Kompleks tumbukan ditindih oleh Cenomanian konglomerat terutama terdiri dari sekis dan juga
peridotit dan batugamping dengan Aptian Orbitolina lenticularis. Sedimen di atasnya
mengandung fosil Kapur Atas termasuk Turonian ammonoids dan Inoceramus (Verbeek 1875,
Hooze 1893, Martin 1889, Krol 1920, Koolhoven 1935, Hashimoto dan Koike 1973, 1974,
Kobayashi 1973, Hashimoto dan Matsumaru (1974),

Batugamping Aptian-Albian dengan Orbitolina kemungkinan merupakan olistolith pada Kapur


Atas (Maryanto et al. 2014)

Gambar IV.1.7. Pegunungan Meratus: kompleks tumbukan Kapur Tengah dengan ofiolit,
metamorfik, dan vulkanik busur Kapur Akhir

Gambar IV.1.8. Skema penampang W-E Pegunungan Meratus, menunjukkan nappe ophiolit
yang terobduksi relatif datar di atas sol metamorf sekis kristal dan Jurassic?
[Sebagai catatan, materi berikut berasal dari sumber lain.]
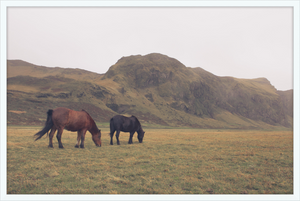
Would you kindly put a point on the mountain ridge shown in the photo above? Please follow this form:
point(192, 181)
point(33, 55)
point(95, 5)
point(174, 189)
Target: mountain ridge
point(159, 90)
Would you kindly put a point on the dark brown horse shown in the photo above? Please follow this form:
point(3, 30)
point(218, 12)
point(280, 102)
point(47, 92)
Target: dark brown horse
point(126, 124)
point(64, 118)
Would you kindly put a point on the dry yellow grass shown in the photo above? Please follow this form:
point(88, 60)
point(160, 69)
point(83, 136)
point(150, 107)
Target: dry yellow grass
point(169, 161)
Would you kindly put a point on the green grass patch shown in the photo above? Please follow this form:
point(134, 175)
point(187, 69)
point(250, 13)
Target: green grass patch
point(169, 161)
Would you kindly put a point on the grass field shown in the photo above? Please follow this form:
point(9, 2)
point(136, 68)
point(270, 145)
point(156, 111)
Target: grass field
point(169, 161)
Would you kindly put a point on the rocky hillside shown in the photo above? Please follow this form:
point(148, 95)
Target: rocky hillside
point(156, 88)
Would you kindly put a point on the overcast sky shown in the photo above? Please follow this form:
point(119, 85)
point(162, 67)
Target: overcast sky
point(238, 42)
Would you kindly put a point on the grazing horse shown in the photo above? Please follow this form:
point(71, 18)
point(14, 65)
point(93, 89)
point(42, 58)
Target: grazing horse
point(126, 124)
point(64, 118)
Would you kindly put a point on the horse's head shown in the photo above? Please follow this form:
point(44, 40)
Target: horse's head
point(140, 135)
point(97, 138)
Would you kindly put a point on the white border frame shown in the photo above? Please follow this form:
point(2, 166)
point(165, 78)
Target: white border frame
point(124, 3)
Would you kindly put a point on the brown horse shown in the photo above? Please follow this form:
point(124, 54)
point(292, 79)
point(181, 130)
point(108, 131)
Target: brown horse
point(64, 118)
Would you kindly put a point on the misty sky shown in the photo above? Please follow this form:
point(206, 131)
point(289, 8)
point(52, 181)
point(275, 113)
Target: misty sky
point(238, 42)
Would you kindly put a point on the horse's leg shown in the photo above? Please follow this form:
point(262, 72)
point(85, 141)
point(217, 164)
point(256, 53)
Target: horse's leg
point(58, 136)
point(117, 136)
point(83, 132)
point(111, 137)
point(78, 139)
point(53, 129)
point(130, 138)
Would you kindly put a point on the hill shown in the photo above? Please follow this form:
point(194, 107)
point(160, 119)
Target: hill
point(156, 88)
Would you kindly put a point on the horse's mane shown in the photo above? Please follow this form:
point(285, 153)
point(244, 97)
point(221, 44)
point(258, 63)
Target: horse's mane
point(87, 113)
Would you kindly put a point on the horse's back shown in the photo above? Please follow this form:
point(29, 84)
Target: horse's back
point(122, 123)
point(70, 119)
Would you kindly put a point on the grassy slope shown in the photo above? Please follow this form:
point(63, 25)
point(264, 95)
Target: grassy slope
point(169, 161)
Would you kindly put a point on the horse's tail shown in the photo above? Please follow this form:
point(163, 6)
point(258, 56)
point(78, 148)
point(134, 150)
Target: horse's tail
point(48, 125)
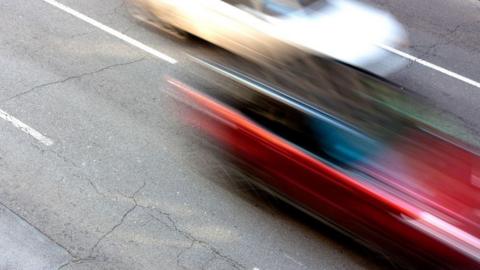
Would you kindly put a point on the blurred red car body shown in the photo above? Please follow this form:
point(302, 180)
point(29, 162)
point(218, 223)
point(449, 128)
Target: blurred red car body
point(416, 214)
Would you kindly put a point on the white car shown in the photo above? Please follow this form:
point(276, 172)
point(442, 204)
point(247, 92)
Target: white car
point(276, 30)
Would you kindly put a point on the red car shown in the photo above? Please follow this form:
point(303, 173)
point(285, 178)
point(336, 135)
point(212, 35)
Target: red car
point(395, 184)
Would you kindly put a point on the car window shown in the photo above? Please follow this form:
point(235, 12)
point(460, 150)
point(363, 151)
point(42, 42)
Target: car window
point(285, 7)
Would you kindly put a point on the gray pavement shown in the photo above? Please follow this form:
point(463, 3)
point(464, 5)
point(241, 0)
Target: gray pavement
point(125, 186)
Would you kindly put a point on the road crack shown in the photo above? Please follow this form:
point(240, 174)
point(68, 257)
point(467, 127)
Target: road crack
point(172, 224)
point(40, 86)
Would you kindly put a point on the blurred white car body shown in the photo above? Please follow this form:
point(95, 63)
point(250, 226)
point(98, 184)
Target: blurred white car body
point(276, 30)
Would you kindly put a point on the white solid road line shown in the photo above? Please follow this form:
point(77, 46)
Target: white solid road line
point(432, 66)
point(112, 31)
point(25, 128)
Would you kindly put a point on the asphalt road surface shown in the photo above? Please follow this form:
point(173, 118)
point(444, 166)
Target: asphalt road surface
point(96, 172)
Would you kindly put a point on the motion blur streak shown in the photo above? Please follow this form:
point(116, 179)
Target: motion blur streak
point(379, 212)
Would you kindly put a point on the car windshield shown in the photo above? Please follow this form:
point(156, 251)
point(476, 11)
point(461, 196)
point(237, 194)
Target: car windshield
point(285, 7)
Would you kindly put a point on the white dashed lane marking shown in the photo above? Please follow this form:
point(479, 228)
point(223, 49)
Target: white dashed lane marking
point(112, 31)
point(25, 128)
point(432, 66)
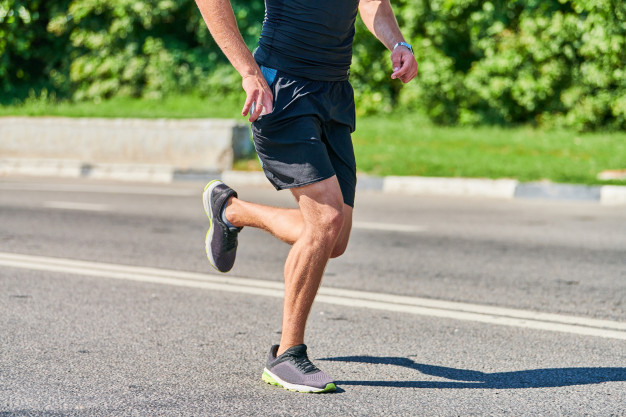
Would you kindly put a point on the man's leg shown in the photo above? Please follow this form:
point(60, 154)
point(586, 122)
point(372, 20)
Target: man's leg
point(285, 224)
point(321, 207)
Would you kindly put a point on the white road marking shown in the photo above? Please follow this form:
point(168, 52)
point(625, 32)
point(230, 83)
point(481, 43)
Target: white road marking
point(388, 227)
point(387, 302)
point(70, 205)
point(101, 189)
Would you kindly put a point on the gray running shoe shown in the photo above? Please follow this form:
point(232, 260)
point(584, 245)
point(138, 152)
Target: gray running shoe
point(294, 371)
point(221, 240)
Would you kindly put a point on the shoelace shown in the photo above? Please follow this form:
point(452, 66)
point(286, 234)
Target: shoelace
point(304, 364)
point(230, 237)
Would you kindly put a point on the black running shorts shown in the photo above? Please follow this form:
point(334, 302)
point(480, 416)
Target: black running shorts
point(306, 138)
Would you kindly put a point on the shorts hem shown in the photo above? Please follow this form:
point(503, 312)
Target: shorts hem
point(290, 186)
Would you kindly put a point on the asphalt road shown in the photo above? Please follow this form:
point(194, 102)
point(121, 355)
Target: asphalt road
point(441, 306)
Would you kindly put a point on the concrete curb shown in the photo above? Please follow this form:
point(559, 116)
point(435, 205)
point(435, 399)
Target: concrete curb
point(195, 144)
point(506, 189)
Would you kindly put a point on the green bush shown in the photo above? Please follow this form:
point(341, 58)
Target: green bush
point(30, 56)
point(553, 62)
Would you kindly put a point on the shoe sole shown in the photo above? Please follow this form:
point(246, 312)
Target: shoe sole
point(272, 379)
point(206, 202)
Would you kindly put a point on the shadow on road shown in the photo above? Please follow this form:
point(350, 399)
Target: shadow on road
point(462, 378)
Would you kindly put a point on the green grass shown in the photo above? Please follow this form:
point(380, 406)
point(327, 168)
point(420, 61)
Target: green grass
point(404, 144)
point(411, 145)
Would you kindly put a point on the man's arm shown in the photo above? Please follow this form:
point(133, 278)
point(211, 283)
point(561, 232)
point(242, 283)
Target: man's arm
point(220, 19)
point(380, 20)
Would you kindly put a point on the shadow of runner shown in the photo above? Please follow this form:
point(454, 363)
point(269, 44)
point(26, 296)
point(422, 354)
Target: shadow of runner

Sedimen Formasi
Alino dan vulkanik (Yuwono et al. 1988, setelah Priyomarsonono 1985).

Cekungan tersier Kalimantan/Borneo


adalah rumah bagi sejumlah cekungan sedimen utama (Gambar IV.1.9). Pada dasarnya
terdapat dua kelompok cekungan: (1) cekungan retakan interior (Melawi, Ketungau, Barito,
Kutai Atas?) dan (2) sistem kipas deltaic-submarine di sepanjang batas benua di Utara dan
Timur (Kutai, Tarakan, Sandakan, Baram , Luconia Barat). Mereka memiliki sejarah tektonik
yang berbeda dan distribusi hidrokarbon yang berbeda.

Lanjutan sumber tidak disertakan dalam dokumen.